From 775a115dcc70e9683eb5eb2e07baa4ba3cc941af Mon Sep 17 00:00:00 2001
From: David Bertoin <david.bertoin@photoroom.com>
Date: Tue, 30 Sep 2025 19:05:51 +0000
Subject: [PATCH 56/69] remove dependencies to old checkpoints

---
 scripts/convert_mirage_to_diffusers.py | 229 +++++++++++++++++++++----
 1 file changed, 192 insertions(+), 37 deletions(-)

diff --git a/scripts/convert_mirage_to_diffusers.py b/scripts/convert_mirage_to_diffusers.py
index 5e2a2ff768f4..eb6de1a37481 100644
--- a/scripts/convert_mirage_to_diffusers.py
+++ b/scripts/convert_mirage_to_diffusers.py
@@ -6,11 +6,12 @@
 import argparse
 import json
 import os
-import shutil
 import sys
 
 import torch
 from safetensors.torch import save_file
+from dataclasses import dataclass, asdict
+from typing import Tuple, Dict
 
 
 sys.path.insert(0, os.path.join(os.path.dirname(__file__), "..", "src"))
@@ -18,35 +19,53 @@
 from diffusers.models.transformers.transformer_mirage import MirageTransformer2DModel
 from diffusers.pipelines.mirage import MiragePipeline
 
+@dataclass(frozen=True)
+class MirageBase:
+    context_in_dim: int = 2304
+    hidden_size: int = 1792
+    mlp_ratio: float = 3.5
+    num_heads: int = 28
+    depth: int = 16
+    axes_dim: Tuple[int, int] = (32, 32)
+    theta: int = 10_000
+    time_factor: float = 1000.0
+    time_max_period: int = 10_000
 
-def load_reference_config(vae_type: str) -> dict:
-    """Load transformer config from existing pipeline checkpoint."""
 
+@dataclass(frozen=True)
+class MirageFlux(MirageBase):
+    in_channels: int = 16
+    patch_size: int = 2
+
+
+@dataclass(frozen=True)
+class MirageDCAE(MirageBase):
+    in_channels: int = 32
+    patch_size: int = 1
+
+
+def build_config(vae_type: str) -> dict:
     if vae_type == "flux":
-        config_path = "/raid/shared/storage/home/davidb/diffusers/diffusers_pipeline_checkpoints/pipeline_checkpoint_fluxvae_gemmaT5_updated/transformer/config.json"

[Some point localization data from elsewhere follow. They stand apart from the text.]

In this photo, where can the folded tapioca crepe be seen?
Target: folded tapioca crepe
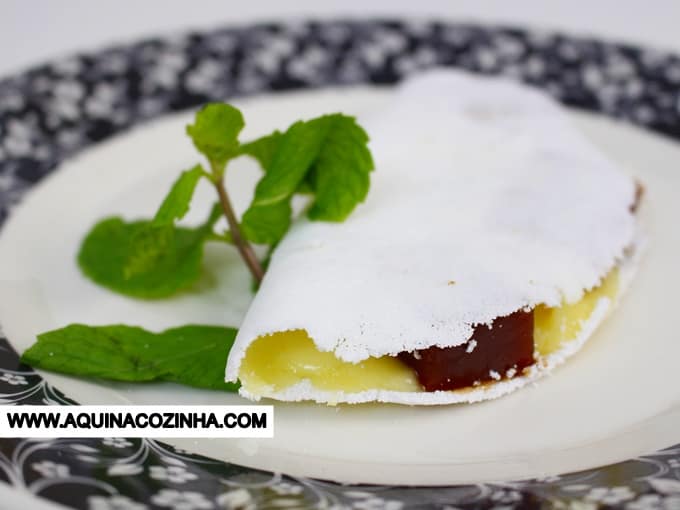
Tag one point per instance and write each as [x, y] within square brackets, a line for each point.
[494, 239]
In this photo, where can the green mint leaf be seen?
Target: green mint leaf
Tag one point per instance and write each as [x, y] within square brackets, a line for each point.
[327, 155]
[267, 224]
[215, 132]
[189, 355]
[263, 149]
[141, 260]
[340, 178]
[176, 203]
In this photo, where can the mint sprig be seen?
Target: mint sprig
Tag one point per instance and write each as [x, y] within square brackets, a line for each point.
[326, 157]
[190, 355]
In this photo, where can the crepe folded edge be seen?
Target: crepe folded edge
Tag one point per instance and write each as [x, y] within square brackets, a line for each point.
[304, 391]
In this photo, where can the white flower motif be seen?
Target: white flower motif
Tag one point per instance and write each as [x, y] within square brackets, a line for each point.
[610, 495]
[50, 469]
[13, 379]
[286, 489]
[181, 500]
[115, 502]
[654, 502]
[506, 496]
[116, 442]
[239, 499]
[173, 474]
[376, 503]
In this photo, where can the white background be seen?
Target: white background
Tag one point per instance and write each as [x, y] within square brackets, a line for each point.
[32, 31]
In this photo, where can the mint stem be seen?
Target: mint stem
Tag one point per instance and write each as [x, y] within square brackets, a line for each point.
[244, 248]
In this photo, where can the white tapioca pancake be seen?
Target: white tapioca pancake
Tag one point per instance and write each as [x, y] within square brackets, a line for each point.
[485, 201]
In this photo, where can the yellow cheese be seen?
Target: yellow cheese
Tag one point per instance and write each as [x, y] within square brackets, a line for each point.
[554, 326]
[276, 362]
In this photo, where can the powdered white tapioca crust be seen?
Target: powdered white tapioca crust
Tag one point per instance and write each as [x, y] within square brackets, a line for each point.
[478, 181]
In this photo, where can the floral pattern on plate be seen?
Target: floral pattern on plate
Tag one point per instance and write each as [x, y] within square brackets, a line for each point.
[51, 112]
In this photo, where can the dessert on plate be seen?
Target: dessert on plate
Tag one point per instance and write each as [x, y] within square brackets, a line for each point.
[494, 240]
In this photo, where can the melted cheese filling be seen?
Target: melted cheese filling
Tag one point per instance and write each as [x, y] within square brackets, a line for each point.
[275, 362]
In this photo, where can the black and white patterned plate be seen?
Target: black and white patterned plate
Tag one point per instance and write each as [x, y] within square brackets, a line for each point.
[53, 111]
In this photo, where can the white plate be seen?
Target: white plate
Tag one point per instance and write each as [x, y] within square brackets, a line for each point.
[616, 399]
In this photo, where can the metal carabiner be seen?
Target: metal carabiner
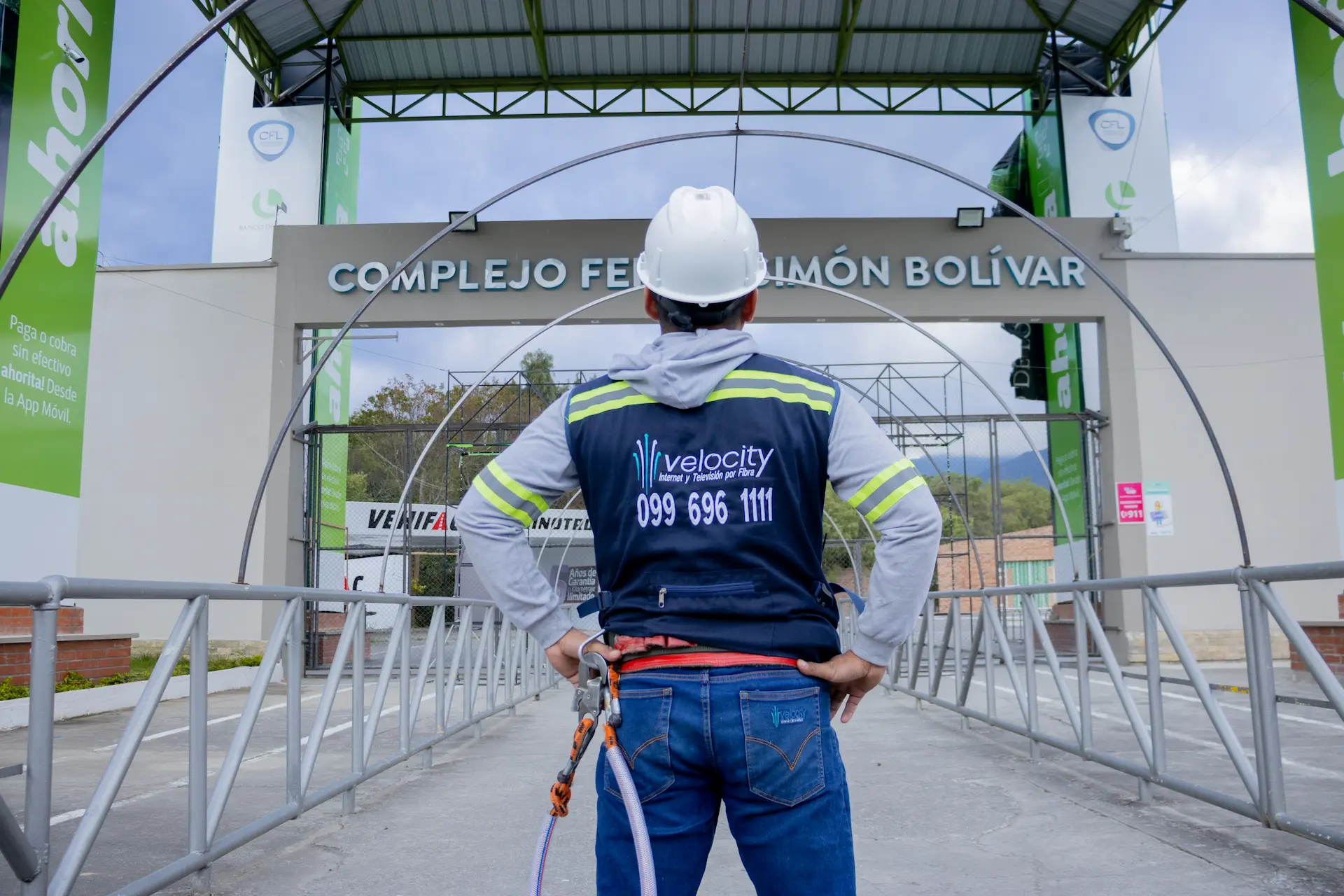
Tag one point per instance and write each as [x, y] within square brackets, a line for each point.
[596, 691]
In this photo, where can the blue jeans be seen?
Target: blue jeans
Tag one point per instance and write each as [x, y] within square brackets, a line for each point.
[758, 739]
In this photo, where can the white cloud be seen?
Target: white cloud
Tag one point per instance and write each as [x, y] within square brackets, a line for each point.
[1245, 204]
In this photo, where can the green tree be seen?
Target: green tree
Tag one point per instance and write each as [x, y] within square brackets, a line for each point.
[1025, 505]
[488, 419]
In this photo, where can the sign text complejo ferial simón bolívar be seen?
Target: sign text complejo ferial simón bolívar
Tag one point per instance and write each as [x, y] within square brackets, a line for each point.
[992, 269]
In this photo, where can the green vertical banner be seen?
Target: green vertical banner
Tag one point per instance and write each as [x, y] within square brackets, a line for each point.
[1065, 384]
[340, 192]
[59, 99]
[331, 406]
[331, 399]
[1046, 164]
[1063, 367]
[1319, 54]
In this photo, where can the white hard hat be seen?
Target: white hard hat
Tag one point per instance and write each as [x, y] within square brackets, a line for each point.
[702, 248]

+        cfg = MirageFlux()
     elif vae_type == "dc-ae":
-        config_path = "/raid/shared/storage/home/davidb/diffusers/diffusers_pipeline_checkpoints/pipeline_checkpoint_dcae_gemmaT5_updated/transformer/config.json"
+        cfg = MirageDCAE()
     else:
         raise ValueError(f"Unsupported VAE type: {vae_type}. Use 'flux' or 'dc-ae'")
 
-    if not os.path.exists(config_path):
-        raise FileNotFoundError(f"Reference config not found: {config_path}")
-
-    with open(config_path, "r") as f:
-        config = json.load(f)
+    config_dict = asdict(cfg)
+    config_dict["axes_dim"] = list(config_dict["axes_dim"])  # type: ignore[index]
+    return config_dict
 
-    print(f"✓ Loaded {vae_type} config: in_channels={config['in_channels']}")
-    return config
 
 
-def create_parameter_mapping() -> dict:
+def create_parameter_mapping(depth: int) -> dict:
     """Create mapping from old parameter names to new diffusers names."""
 
     # Key mappings for structural changes
     mapping = {}
 
     # RMSNorm: scale -> weight
-    for i in range(16):  # 16 layers
+    for i in range(depth):
         mapping[f"blocks.{i}.qk_norm.query_norm.scale"] = f"blocks.{i}.qk_norm.query_norm.weight"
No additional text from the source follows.